There can be as many as thirteen individually large (three-inch) blooms per truss, making for an enormous blossoming in May. It flowers readily & intensely. It likes bright shade, as too much sun fades the flowers prematurely.

George's DelightThe second photo shows it alongside 'Vulcan' simultaneously aflower. Further in the background is some wild salal creeping further into the garden.

Although 'George's Delight' has the general appearance of a large-leafed, large-flowering, huge-sized rhododendron, it is actually quite slow-growing & compact & suited to smaller as well as larger gardens. It's ten-year height is a scant three feet, usually a bit wider than tall.

It was developed in 1967 here in the Pacific Northwest by William Whitney. He crossed the yellow 'Crest' aka 'Hawk Crest' (R. wardii x R. 'Lady Bessborough') to a non-production shrub designated only 'Whitney 6002.'

Besides the western Chinese species R. wardii it also has in its complex hybrid history R. fortunei & R. campylacocarpum & no one knows what all else. The heritage of most of the Whitney Farms creations are poorly recorded for three reasons: 1) paperwork wasn't something Bill Whitney was interested in; 2) he did not so often cross primary species as he would cross complex cultivars to complex cultivars, & 3) most of his creations were not really introduced to the world beyond the immediate circle of hybridizer friends & his nursery's regional customers until well after his daughter & son-in-law took over the nursery.
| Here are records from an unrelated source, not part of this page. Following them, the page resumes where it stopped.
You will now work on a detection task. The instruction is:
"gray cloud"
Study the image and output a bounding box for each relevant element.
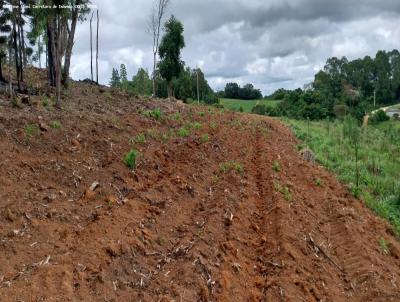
[67,0,400,93]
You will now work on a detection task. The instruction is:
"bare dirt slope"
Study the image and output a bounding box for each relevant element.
[0,76,400,302]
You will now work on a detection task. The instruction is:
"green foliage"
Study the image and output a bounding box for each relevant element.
[129,68,153,95]
[368,110,390,124]
[50,121,62,129]
[224,83,262,100]
[219,161,244,174]
[123,149,140,169]
[110,68,121,87]
[158,16,185,95]
[177,127,190,137]
[24,124,40,137]
[314,178,323,187]
[272,160,281,172]
[274,180,293,202]
[286,120,400,236]
[271,50,400,121]
[201,134,210,143]
[131,133,146,145]
[143,108,163,121]
[251,104,266,115]
[42,98,50,109]
[378,237,390,255]
[220,98,280,115]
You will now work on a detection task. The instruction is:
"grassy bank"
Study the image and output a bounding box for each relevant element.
[220,99,280,112]
[284,120,400,236]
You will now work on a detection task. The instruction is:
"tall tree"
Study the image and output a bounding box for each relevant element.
[0,0,11,82]
[110,68,121,87]
[132,68,152,95]
[62,0,90,86]
[89,12,94,81]
[96,10,100,85]
[158,16,185,97]
[150,0,170,96]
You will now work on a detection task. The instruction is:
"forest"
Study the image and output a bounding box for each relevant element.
[260,50,400,120]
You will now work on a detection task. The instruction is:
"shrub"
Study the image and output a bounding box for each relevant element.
[369,110,390,124]
[143,108,163,121]
[251,104,267,115]
[201,134,210,143]
[272,160,281,172]
[24,124,39,137]
[177,127,190,137]
[124,149,139,169]
[219,161,243,174]
[50,121,62,129]
[131,133,146,144]
[378,237,390,255]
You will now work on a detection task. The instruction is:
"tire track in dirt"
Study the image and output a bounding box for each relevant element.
[248,125,281,301]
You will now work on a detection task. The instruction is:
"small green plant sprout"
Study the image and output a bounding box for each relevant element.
[50,121,62,129]
[177,127,190,137]
[378,237,390,255]
[123,149,140,169]
[171,112,182,122]
[192,122,202,130]
[219,161,244,174]
[272,160,281,172]
[24,124,39,137]
[42,98,50,109]
[201,134,210,143]
[131,133,146,145]
[143,108,163,121]
[314,178,323,187]
[274,181,293,203]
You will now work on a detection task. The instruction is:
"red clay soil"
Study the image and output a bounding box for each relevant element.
[0,76,400,302]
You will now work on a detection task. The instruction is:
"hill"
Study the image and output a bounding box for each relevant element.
[0,74,400,301]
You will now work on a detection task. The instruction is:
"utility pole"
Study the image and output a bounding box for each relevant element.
[196,67,200,105]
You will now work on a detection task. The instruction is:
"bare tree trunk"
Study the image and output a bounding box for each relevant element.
[18,0,27,67]
[90,12,94,81]
[8,44,13,98]
[47,17,57,87]
[18,25,24,82]
[62,0,81,87]
[0,57,3,83]
[56,16,62,108]
[12,21,21,90]
[150,0,170,97]
[96,10,99,85]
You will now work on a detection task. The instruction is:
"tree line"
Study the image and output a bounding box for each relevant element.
[219,83,263,100]
[255,50,400,120]
[109,16,218,104]
[0,0,90,107]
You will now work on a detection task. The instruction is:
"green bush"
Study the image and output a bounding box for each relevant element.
[251,104,267,115]
[177,127,190,137]
[124,149,140,169]
[369,110,390,125]
[50,121,62,129]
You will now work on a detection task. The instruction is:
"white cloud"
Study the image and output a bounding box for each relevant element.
[66,0,400,93]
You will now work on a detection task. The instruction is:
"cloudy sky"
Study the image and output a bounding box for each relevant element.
[71,0,400,94]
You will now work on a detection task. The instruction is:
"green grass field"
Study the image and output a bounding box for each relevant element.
[220,99,281,112]
[284,119,400,236]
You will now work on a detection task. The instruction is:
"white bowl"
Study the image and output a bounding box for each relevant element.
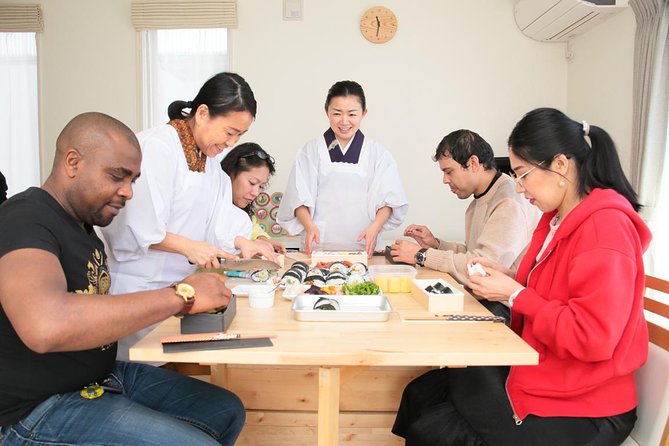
[249,286,276,308]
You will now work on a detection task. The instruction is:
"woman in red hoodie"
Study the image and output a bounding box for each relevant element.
[393,108,651,446]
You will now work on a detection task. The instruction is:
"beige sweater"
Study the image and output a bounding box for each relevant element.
[425,174,541,285]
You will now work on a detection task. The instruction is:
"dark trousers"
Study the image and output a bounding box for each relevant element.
[392,367,636,446]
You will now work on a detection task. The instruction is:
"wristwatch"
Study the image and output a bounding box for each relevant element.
[172,283,195,316]
[414,248,427,266]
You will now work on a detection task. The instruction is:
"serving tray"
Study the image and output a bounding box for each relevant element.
[292,294,393,322]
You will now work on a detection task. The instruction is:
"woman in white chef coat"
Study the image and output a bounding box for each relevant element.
[100,73,268,360]
[277,81,409,256]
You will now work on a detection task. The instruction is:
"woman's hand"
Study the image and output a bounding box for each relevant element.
[404,225,439,249]
[304,224,321,256]
[182,240,237,268]
[390,240,420,265]
[235,236,278,262]
[469,262,523,301]
[269,239,286,254]
[357,223,380,258]
[467,257,516,279]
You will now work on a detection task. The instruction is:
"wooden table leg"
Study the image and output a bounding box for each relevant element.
[211,364,228,388]
[318,367,340,446]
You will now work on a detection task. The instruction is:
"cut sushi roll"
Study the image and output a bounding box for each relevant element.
[280,276,302,288]
[280,269,304,287]
[290,261,309,275]
[330,262,348,274]
[348,262,367,275]
[325,271,346,285]
[304,274,325,287]
[346,273,367,284]
[314,297,340,310]
[251,269,270,282]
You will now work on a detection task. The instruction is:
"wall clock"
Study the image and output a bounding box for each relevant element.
[360,6,397,43]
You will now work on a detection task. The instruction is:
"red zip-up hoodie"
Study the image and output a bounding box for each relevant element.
[507,189,651,419]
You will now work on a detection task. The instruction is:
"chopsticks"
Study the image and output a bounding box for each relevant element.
[402,314,504,323]
[160,332,276,344]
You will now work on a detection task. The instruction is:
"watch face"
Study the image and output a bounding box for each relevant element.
[176,283,195,299]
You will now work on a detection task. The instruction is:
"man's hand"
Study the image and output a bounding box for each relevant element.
[181,273,232,313]
[404,225,439,249]
[390,240,420,265]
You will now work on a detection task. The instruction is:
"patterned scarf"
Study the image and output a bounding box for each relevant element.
[168,119,207,172]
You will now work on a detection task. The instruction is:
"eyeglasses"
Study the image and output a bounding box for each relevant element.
[240,150,274,165]
[511,161,544,184]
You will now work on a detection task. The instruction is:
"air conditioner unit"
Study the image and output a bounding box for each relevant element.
[514,0,628,42]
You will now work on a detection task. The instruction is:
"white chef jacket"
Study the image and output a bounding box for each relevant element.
[98,124,252,360]
[277,136,409,250]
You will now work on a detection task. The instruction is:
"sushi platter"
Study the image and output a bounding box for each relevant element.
[292,294,393,322]
[280,261,369,288]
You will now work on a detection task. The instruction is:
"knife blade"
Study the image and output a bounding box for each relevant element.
[219,259,281,271]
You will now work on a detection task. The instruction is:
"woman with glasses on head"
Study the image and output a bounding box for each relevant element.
[100,73,275,360]
[221,142,286,254]
[277,81,409,256]
[393,108,651,446]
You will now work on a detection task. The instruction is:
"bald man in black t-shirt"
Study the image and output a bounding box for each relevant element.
[0,113,245,446]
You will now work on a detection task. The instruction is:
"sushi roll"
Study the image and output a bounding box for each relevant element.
[348,262,367,275]
[314,297,340,311]
[280,269,304,287]
[290,262,309,275]
[346,273,367,284]
[325,271,346,285]
[251,269,270,282]
[304,274,325,287]
[330,262,348,274]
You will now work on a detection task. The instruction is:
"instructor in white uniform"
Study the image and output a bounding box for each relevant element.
[277,81,409,256]
[100,73,274,360]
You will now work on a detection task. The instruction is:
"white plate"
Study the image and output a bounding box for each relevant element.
[230,284,276,296]
[292,294,393,322]
[282,283,311,300]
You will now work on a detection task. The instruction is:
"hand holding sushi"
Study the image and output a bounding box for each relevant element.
[235,236,277,262]
[390,240,420,265]
[295,206,321,256]
[404,225,439,249]
[357,206,393,259]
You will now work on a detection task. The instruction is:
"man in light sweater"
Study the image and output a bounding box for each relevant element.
[391,130,541,314]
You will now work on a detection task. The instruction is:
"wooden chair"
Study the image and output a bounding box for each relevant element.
[623,276,669,446]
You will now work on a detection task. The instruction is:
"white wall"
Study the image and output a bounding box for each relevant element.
[567,8,636,175]
[233,0,567,244]
[12,0,633,244]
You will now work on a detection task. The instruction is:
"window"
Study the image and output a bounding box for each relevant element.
[142,28,229,128]
[0,32,40,197]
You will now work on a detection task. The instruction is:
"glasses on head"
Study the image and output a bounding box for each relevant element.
[240,150,274,165]
[511,161,544,183]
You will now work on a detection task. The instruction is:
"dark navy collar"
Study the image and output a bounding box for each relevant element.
[323,128,365,164]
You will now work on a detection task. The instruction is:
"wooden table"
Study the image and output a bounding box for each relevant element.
[130,258,538,446]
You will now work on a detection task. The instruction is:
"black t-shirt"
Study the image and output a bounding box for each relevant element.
[0,187,116,426]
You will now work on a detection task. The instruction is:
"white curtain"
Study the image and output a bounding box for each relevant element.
[0,32,40,197]
[630,0,669,279]
[142,28,229,128]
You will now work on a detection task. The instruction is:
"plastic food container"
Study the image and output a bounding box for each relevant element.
[369,265,416,293]
[292,294,393,322]
[249,285,276,308]
[411,279,465,313]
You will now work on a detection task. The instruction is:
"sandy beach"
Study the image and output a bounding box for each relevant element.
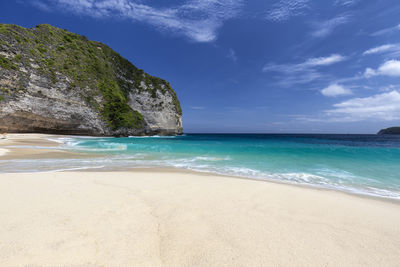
[0,135,400,266]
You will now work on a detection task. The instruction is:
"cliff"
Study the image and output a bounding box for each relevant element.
[378,127,400,135]
[0,24,182,136]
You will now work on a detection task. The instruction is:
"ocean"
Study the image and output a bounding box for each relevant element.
[0,134,400,199]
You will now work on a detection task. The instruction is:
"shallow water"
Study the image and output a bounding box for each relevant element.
[0,134,400,199]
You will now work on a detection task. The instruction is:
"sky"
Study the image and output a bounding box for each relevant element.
[0,0,400,133]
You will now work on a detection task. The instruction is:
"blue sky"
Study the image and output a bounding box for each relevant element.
[0,0,400,133]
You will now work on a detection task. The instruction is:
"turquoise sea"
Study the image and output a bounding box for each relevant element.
[0,134,400,199]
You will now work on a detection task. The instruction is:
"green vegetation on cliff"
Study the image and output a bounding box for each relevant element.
[0,24,182,130]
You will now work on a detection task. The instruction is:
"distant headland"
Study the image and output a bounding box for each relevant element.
[378,127,400,135]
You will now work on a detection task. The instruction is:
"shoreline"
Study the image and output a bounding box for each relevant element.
[0,135,400,266]
[0,170,400,266]
[0,133,400,204]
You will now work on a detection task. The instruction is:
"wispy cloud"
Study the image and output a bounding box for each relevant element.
[363,44,397,55]
[267,0,309,22]
[311,14,351,38]
[321,84,353,97]
[364,60,400,78]
[26,0,243,42]
[363,44,400,58]
[370,24,400,37]
[334,0,360,6]
[226,48,237,62]
[325,90,400,122]
[262,54,346,86]
[263,54,346,73]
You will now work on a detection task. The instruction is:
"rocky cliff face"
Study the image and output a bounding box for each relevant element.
[0,24,182,136]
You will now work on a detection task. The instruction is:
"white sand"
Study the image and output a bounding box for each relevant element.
[0,170,400,266]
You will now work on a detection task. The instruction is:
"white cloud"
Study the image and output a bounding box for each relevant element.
[364,60,400,78]
[27,0,243,42]
[370,24,400,37]
[226,48,237,62]
[363,44,400,55]
[326,90,400,121]
[263,54,346,87]
[311,14,350,38]
[267,0,309,22]
[263,54,346,74]
[334,0,360,6]
[303,54,346,67]
[321,84,353,96]
[190,106,205,110]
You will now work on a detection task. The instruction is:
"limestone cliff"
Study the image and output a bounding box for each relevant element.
[0,24,182,136]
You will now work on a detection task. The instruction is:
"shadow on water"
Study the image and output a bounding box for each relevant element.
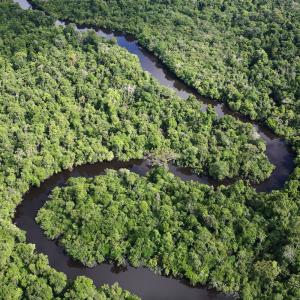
[15,0,294,300]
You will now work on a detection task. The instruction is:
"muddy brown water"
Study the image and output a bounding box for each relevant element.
[15,0,294,300]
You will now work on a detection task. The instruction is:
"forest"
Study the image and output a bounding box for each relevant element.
[31,0,300,141]
[37,167,300,299]
[0,0,300,300]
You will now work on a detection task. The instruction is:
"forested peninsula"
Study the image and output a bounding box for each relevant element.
[0,0,300,299]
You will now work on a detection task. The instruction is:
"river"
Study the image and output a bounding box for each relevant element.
[14,0,294,300]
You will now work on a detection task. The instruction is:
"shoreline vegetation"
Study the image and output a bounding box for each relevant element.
[0,0,300,299]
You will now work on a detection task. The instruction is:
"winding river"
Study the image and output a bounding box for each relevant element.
[14,0,294,300]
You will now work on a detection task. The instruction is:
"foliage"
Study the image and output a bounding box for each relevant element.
[0,0,300,299]
[32,0,300,139]
[36,168,300,299]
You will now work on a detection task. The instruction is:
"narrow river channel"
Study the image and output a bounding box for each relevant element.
[14,0,294,300]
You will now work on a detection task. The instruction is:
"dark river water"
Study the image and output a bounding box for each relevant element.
[15,0,294,300]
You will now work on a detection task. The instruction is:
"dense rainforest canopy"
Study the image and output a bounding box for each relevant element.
[37,168,300,299]
[32,0,300,138]
[0,0,300,299]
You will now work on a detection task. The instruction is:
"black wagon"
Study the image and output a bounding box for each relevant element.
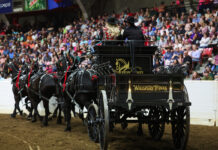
[87,42,191,150]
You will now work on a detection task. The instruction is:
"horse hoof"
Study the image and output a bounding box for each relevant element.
[43,122,48,127]
[64,127,71,132]
[137,131,143,136]
[39,117,43,121]
[52,115,57,118]
[11,114,16,118]
[26,116,32,120]
[20,111,23,116]
[57,119,62,124]
[32,119,37,123]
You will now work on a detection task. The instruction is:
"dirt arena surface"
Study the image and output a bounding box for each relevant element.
[0,115,218,150]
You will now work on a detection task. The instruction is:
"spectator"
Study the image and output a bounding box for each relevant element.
[202,71,213,80]
[191,44,201,69]
[200,33,210,48]
[192,71,201,80]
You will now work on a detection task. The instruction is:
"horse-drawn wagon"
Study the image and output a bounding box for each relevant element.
[87,42,191,150]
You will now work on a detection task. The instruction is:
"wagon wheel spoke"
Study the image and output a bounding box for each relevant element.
[171,107,190,150]
[87,104,99,143]
[148,107,165,140]
[99,90,109,150]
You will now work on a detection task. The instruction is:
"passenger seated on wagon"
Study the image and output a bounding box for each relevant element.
[103,17,122,45]
[123,16,145,46]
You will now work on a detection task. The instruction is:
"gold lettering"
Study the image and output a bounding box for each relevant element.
[133,85,167,91]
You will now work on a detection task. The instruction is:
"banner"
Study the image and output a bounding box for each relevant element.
[25,0,46,11]
[48,0,73,9]
[0,0,12,13]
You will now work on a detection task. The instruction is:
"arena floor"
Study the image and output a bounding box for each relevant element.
[0,115,218,150]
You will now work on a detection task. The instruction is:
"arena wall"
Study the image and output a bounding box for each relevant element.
[0,80,218,126]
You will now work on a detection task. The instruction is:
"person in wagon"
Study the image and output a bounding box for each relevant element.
[104,17,122,44]
[123,16,145,46]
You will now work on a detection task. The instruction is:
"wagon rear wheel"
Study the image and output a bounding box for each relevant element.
[171,87,190,150]
[99,90,109,150]
[171,106,190,150]
[86,104,99,143]
[148,106,165,140]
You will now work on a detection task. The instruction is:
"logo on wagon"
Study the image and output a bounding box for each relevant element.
[114,58,144,74]
[133,85,167,91]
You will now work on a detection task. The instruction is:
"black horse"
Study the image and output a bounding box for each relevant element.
[3,60,28,118]
[28,66,61,126]
[64,69,97,131]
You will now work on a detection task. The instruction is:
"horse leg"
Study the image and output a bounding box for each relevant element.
[137,113,143,136]
[52,106,58,118]
[43,100,49,126]
[71,104,76,117]
[11,95,22,118]
[65,103,71,131]
[25,97,31,112]
[11,104,16,118]
[27,106,33,120]
[16,99,23,116]
[57,104,62,124]
[32,102,38,122]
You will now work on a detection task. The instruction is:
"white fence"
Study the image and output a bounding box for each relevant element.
[0,80,218,126]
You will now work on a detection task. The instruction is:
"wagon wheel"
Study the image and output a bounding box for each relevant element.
[99,90,109,150]
[86,104,99,143]
[171,88,190,150]
[148,107,165,140]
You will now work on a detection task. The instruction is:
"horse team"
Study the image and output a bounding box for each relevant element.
[2,57,104,131]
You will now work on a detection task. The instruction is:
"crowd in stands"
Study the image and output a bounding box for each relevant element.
[0,0,218,80]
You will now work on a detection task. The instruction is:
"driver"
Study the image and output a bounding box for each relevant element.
[123,16,145,46]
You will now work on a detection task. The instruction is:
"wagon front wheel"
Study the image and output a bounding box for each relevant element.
[86,104,99,143]
[148,106,165,141]
[99,90,109,150]
[171,106,190,150]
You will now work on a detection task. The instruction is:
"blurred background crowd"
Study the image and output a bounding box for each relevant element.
[0,0,218,80]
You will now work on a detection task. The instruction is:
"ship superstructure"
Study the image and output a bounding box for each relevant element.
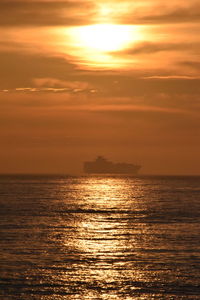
[84,156,141,175]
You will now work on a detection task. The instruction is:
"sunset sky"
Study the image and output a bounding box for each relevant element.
[0,0,200,175]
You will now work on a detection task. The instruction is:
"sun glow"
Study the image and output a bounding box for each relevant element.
[72,24,132,52]
[63,23,143,69]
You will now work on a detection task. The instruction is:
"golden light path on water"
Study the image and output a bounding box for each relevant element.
[64,23,144,68]
[60,178,149,300]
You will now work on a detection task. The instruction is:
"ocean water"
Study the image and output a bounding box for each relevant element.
[0,175,200,300]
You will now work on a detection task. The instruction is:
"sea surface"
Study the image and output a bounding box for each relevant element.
[0,175,200,300]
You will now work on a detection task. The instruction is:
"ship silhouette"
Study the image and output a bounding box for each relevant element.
[83,156,141,175]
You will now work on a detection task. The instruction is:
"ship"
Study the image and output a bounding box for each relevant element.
[83,156,141,175]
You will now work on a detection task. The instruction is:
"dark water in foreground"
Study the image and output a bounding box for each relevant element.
[0,176,200,300]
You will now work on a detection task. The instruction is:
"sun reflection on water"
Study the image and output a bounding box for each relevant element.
[61,178,150,300]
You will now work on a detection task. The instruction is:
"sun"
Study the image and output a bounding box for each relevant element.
[70,24,132,52]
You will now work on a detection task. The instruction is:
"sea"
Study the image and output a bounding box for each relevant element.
[0,175,200,300]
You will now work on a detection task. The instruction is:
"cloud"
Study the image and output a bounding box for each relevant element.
[0,0,93,26]
[122,1,200,24]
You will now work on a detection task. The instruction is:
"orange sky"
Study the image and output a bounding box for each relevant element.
[0,0,200,175]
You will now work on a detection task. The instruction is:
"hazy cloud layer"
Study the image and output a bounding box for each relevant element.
[0,0,200,174]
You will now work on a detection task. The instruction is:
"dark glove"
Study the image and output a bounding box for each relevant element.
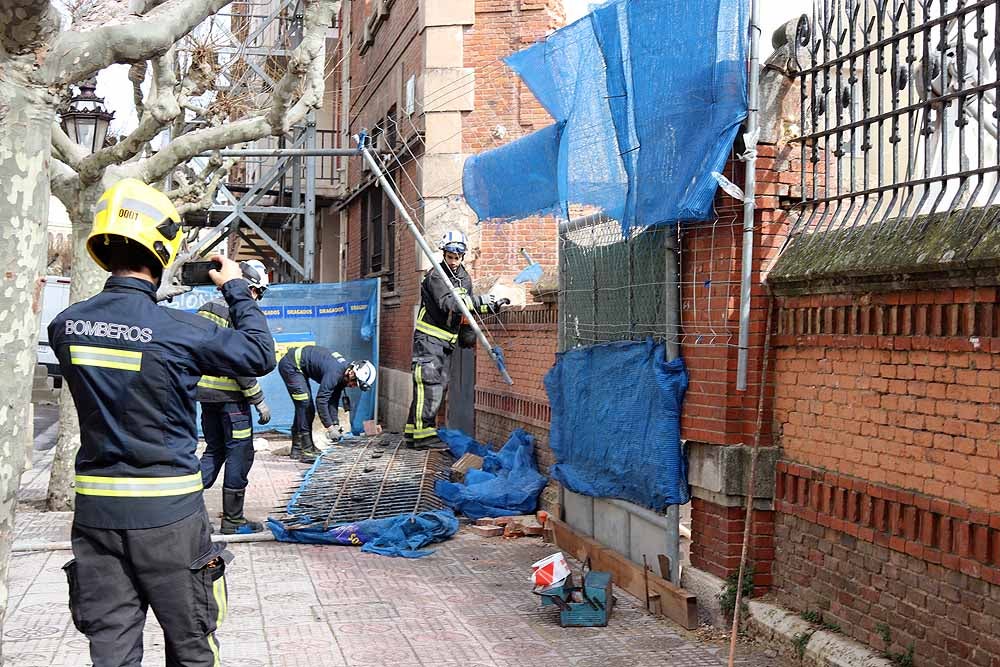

He was a completely self-taught hybridizer with no horticultural background. In 1931 at the age of thirty-seven he visited Malmo Nursery in Seattle & was so overwhelmed by the beauty of the rhododendrons that he bought thirty of them on the spot, with which to landscape his own yard. Within six years he was heavily inolved with the Northwest's extensive & close-knit community of rhododendron breeders.

In 1955 the Whitneys moved to Brinnen, Washington, where Whitney Gardens situated between the glacially formed Hood Canal & the Olympic Mountains remains to this day a veritable tourist attraction. The nursery is still in the family. Bill's daughter Ann & her husband George Sather (for whom 'George's Delight' was named) took over the business in 1970.

It has a fantastical garden of gigantic rhododendrons (in the twenty-foot-plus range!) which begin to reach their annual height of flowering glory about mid-April. Many of their giant specimens are the most redolent of evergreen rhodies, not to mention the sweetly scented deciduous azaleas.

It is well worth a long car-journey to visit their nursery, & return home with something special for the garden. While in Brinnen, which is hardly even one block large, be sure to have lunch at the roadside cafe next door to the nursery. It's a splendid cafe & their individually baked pots of marion berry pie is just about the best pie on earth.